# 300zx brake swap?



## ccrider1030 (Jul 17, 2003)

I heard about the 300zx brake swap w/ the s13 is it true? What is all involved i would to know everything that is involved? is it just the caliper and the lines or is it the whole assembly? every detail would be nice 
thnx for any help

ccrider1030


----------



## vsp3c (May 15, 2003)

the search button would help you out a lot..

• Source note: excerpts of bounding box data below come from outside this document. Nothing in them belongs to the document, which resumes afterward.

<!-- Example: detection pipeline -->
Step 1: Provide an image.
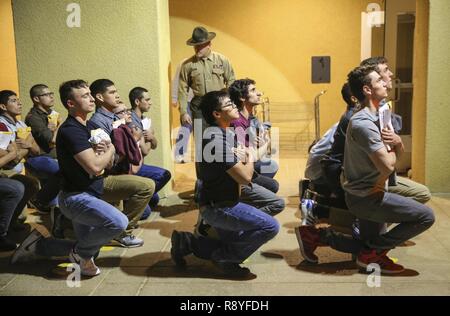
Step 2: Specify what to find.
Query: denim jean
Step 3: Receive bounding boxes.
[175,103,193,157]
[0,178,25,237]
[102,174,155,232]
[254,157,279,178]
[25,156,60,206]
[345,192,435,249]
[10,174,39,223]
[58,192,128,259]
[136,165,172,207]
[239,183,285,216]
[199,203,279,263]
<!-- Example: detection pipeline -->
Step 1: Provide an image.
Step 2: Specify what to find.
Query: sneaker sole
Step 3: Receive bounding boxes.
[356,259,405,274]
[108,240,144,248]
[294,229,319,263]
[9,230,43,264]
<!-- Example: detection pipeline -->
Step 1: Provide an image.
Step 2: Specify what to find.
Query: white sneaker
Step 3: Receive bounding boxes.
[69,249,101,277]
[10,229,44,264]
[175,155,186,163]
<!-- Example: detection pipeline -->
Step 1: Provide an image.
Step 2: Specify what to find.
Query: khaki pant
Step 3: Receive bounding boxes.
[388,177,431,204]
[102,174,155,231]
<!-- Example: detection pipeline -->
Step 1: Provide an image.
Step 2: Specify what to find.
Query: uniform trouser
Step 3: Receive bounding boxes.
[102,175,155,232]
[0,178,25,237]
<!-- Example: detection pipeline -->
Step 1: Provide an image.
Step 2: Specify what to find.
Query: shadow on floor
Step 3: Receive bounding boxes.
[114,252,257,281]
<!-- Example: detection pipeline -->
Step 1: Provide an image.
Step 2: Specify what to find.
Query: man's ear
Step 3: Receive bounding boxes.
[67,99,75,108]
[213,111,221,120]
[363,85,372,95]
[94,93,105,102]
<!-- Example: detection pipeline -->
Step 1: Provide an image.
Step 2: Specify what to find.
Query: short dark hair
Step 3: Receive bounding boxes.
[228,78,256,111]
[360,56,388,67]
[128,87,148,110]
[341,82,355,106]
[348,65,377,103]
[200,90,230,125]
[59,79,89,109]
[89,79,114,101]
[0,90,17,105]
[30,83,48,99]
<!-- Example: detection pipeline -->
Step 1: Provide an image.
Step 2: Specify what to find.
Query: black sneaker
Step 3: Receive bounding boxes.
[28,199,52,214]
[50,206,64,239]
[213,261,250,278]
[170,230,192,267]
[0,236,17,252]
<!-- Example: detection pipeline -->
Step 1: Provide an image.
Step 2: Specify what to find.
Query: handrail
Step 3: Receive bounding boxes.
[314,90,327,141]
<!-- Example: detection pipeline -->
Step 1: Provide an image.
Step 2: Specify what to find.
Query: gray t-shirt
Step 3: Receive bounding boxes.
[342,107,387,196]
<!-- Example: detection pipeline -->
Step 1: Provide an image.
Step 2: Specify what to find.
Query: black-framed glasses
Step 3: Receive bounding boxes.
[220,101,237,110]
[115,110,131,115]
[38,92,55,97]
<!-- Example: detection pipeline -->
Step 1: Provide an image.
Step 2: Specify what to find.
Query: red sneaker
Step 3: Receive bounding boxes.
[356,249,405,274]
[294,226,323,263]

for the z32 brake upgrade, you need z32 rotors, calipers, and brake lines. this is a rather popular swap so looking for these in a junkyard may lead u no where. if you can find used ones, buy a z32 brake rebuild kit from nissan at autozone/checkers/kragens/napa/whatever. not very expensive. a z32 master brake cylinder is recommended but is not required and many ppl do fine with out it.

for the install, you need to redrill the z32 rotors since s13's have a 4x114.3 bolt patter when z32's have a 5x114.3 bolt pattern. you can get this done at your local machine shop.

you need to remove or cut off the dust shield because it will get in way of ur rotors and calipers.

stock z32 or 240sx brake lines will not fit. you will need to buy a z32/240sx brake conversion brake line from places like pdm-racing.com or heavythrottle.com

i recommend replacing brake pads during the swap. the swap is pretty straight forward and is basically a bolt on for both front/rear.


----------



## Z-mike (Nov 14, 2002)

simple if your car is not five luge buy the 95 spindle and change all four, cut off the shild off the splindle the 300zx turbo rotor and brake calliper bolts right on


----------



## TheVodKA (Sep 19, 2002)

Just to add, going 5 lug will give you a greater variety in wheel choices to clear that caliper.


----------